Di tahun pertamanya di universitas, ia berhasil menyelesaikan novel pertamanya. Ia menyerahkannya kepada penerbit, tetapi ditolak. Penerbit menolak novelnya dengan reaksi yang buruk, yakni membuang buku itu. Di waktu lain, ia berhasil menjual ceritanya yang lain hanya dengan harga US$ 35.

Di bulan Juni 1970, King lulus dari Universitas Maine dengan gelar Sarjana Muda Sastra Inggris dan ijazah untuk mengajar di sekolah menengah. Karena tidak berhasil menjadi guru, ia menerima pekerjaan tidak tetap sebagai buruh di sebuah industri pakaian. Bahkan, ia pun mau bekerja sebagai penjaga pom bensin untuk upah sebesar US$1.25 per jam.

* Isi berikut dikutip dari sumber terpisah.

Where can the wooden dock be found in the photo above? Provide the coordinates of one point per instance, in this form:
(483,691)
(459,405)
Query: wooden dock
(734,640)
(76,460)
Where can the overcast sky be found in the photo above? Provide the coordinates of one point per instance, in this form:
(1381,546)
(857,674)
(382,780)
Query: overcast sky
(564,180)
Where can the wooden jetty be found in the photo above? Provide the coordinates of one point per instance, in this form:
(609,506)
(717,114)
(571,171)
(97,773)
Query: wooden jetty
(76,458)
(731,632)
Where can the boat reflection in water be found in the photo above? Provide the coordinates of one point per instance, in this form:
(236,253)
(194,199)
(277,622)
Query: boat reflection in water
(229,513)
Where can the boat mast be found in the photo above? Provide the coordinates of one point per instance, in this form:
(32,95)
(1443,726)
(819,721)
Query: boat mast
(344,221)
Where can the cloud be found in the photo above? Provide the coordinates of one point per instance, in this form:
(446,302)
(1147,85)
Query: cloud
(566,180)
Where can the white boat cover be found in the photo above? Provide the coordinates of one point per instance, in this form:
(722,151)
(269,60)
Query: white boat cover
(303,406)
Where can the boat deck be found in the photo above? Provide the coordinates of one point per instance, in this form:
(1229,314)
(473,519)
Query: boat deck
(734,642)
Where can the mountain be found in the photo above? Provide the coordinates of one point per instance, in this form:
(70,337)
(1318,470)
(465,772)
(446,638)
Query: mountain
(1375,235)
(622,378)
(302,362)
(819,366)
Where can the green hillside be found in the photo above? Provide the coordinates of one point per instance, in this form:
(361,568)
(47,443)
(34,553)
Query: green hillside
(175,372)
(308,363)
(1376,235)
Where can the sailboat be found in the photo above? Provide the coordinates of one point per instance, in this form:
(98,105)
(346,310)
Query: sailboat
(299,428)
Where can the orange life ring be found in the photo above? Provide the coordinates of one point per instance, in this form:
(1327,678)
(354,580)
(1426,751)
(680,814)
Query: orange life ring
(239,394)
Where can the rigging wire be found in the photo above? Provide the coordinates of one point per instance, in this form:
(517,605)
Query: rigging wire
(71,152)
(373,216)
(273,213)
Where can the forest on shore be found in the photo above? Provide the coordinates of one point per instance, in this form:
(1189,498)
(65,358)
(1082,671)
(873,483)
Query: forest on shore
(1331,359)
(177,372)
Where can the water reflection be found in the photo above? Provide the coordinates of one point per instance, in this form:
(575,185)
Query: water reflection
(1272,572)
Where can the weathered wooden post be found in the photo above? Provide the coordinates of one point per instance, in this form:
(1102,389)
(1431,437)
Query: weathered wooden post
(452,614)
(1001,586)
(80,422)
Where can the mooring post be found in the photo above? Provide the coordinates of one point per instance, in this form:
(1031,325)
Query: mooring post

Di bulan Januari 1971, ia menikah. King memenuhi kebutuhan hidupnya dengan uang hasil penjualan cerpennya ke majalah pria dan uang simpanannya. Bahkan, di satu waktu, ia harus memakai uang pinjaman dari siswa istrinya.

Di musim gugur tahun 1971, ia berhasil mendapat pekerjaan sebagai guru di Akademi Hampden dengan pendapatan US$ 6,400 per tahun. Ia menulis cerpen di malam hari dan di akhir minggu. Ia terus menulis cerpen dan novel untuk menaikkan pendapatannya. Kebanyakan dari hasil karyanya ditolak.

Suatu hari, ia mulai menulis sebuah cerita tentang gadis remaja bernama Carietta White. Setelah menyelesaikan beberapa halaman dan mengingat banyaknya penolak yang telah ia alami, ia berpendapat bahwa cerita ini tidak bagus. Ia remas kertas itu dan dilemparnya ke tempat sampah. Istrinya mengambil kertas-kertas itu, membacanya dan mendorong dia untuk menyelesaikanya. Akhirnya, novel itu selesai di bulan Januari 1973.

Novel itu sangat menarik bagi para penerbit. Akhirnya, hak untuk menerbitkan novel yang berjudul Carrie itu diperoleh New American Library seharga US$ 400,000,00 pada tanggal 12 Mei 1973. Dengan pendapatan sebesar itu, Stephen King memutuskan akan mengoptimalkan waktunya untuk menulis novel dan berhenti mengajar. Sekarang, Stephen King adalah pengarang buku paling sukses. Bukunya telah diterjemahkan ke dalam 33 bahasa, diterbitkan di 35 negara, dan telah dicetak lebih dari seratus juta buku.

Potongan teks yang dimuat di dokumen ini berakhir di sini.